Kurtulmuş, Türkiye’nin de içinde bulunduğu coğrafyada yaşanan Rusya-Ukrayna savaşı ile İsrail’in Gazze başta olmak üzere Filistin topraklarına yönelik saldırılarına da dikkat çekti. Rusya-Ukrayna savaşının, sadece iki ülke arasında olmadığını, Rusya ile topyekun Batı arasında bir savaş olma niteliği taşıdığını belirten Kurtulmuş, şöyle konuştu: “Eğer Rusya ve Ukrayna krizi çözüme kavuşturulamazsa, bunun bir küresel çatışmanın da fitilini ateşleyeceği aşikardır. Türkiye olarak başından itibaren Rusya-Ukrayna krizinde hem Ukrayna’nın toprak bütünlüğünü sonuna kadar savunduk hem de bir an evvel her iki tarafın kabul edebileceği adil ve kalıcı bir barışın temin edilmesi için üzerimize düşen sorumlulukları yerine getirdik, yerine getirmeye devam ediyoruz. Esir takasının gerçekleştirilmesi ve Karadeniz’de tahıl koridoruyla dünya gıda piyasalarında olağanüstü fiyat artışlarının önlenmesinde, Türkiye hayati bir rol oynamıştır. Bu çerçevede Rusya-Ukrayna savaşının en kısa sürede kalıcı ve adil bir barış yoluyla çözülmesi insanlığın hayrınadır.”
“Dünya siyaseti için yeni bir dönem başladı”
Kurtulmuş, İsrail’in Gazze’ye yönelik saldırılarının ise söylenildiği gibi 7 Ekim’de başlamadığını, 1948’den, 1967’den itibaren bu meselenin içten içe yandığı, büyütüldüğü bir sürecin yaşandığını söyledi. Filistinlilerin köylerinden, kentlerinden uzaklaştırılarak buralara işgalci Yahudilerin yerleştirildiğini, bir kısmının hayattan koparıldığını kaydeden Kurtulmuş, en son Gazze’de devam eden bu büyük insanlık suçunun maalesef insanlık tarihinin en ağır imtihanlarından birisi olduğunu söyledi.

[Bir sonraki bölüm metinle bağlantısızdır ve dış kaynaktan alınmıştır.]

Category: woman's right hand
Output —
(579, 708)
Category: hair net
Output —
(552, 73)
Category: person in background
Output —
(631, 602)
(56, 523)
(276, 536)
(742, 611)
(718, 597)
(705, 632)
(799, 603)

Kurtulmuş, “APA başta olmak üzere bütün uluslararası kuruluşların bu insanlık dramına sessiz kalmamasını temenni ediyoruz” dedi.
Lahey’de Güney Afrika tarafından İsrail’e açılan davaya da işaret eden Kurtulmuş, şunları söyledi:
“Lahey Uluslararası Adalet Divanı’nda başlayan mahkeme safahatıyla yeni bir dönem başlamıştır. Aslında açık söyleyeyim. Dünya siyaseti için de yeni bir dönem başlamıştır. Bu dönemle birlikte dünyada hak, adalet, insaf ve vicdan arayışı içerisinde olan insanların artık yeni bir yol arayışı içerisinde olduğu aşikardır. Hükümetlerin bir kısmı, Gazze’de işlenen soykırıma varan büyük katliama sessiz kalsa da dünya halkları sessiz kalmamış; Washington’dan Londra’ya, Paris’ten Brüksel’e kadar birçok başkentte milyonlarca insan sokağa dökülmüştür. Artık insanlık, bu canavarın durdurulmasını, insanlık suçlarını bilerek, isteyerek işleyen bu mekanizmanın durdurulmasını talep etmektedir. Bunun için her türlü fırsatı ortaya koymak ve Gazze’de yaşanan bu büyük insanlık suçunu önlemek mecburiyetindeyiz.”
İsrail’in saldırıları
Birleşmiş Milletler’in mültecilere yardım kuruluşları başta olmak üzere birçok kuruluşun, Netanyahu çetesini destekleyen ülkeler ve güçler tarafından engellendiğini söyleyen Kurtulmuş, şu anda çok daha tehlikeli bir noktaya bu sürecin geldiğini belirtti. Kurtulmuş, şöyle dedi: “İsrail’in başbakanı şu anda Refah Kapısı’na sıkıştırılmış olan yaklaşık 1,5 milyona yakın Filistinlinin üzerine orada da bombalar atıyor ve dünyaya meydan okuyarak diyor ki, ‘Bunları oradan da silip atacağız.’ Böylece yeni bir insanlık suçunu işlemeye devam edeceğini, dünyanın gözünün içine baka baka ifade ediyor. Buna karşın insanlığın ortak vicdanı harekete geçmiştir ama sonuç almak için çok daha güçlü mücadele etmemiz lazımdır. Bu Uluslararası Adalet Divanı’ndaki ara kararla birlikte ortaya çıkan durum, yeni bir fırsattır. Ümit ederiz ki arkasından uluslararası savaş suçları mahkemesindeki yargılamanın başlaması ile insanlık bu ayıptan hiç olmazsa bir miktar kurtulabilecektir.”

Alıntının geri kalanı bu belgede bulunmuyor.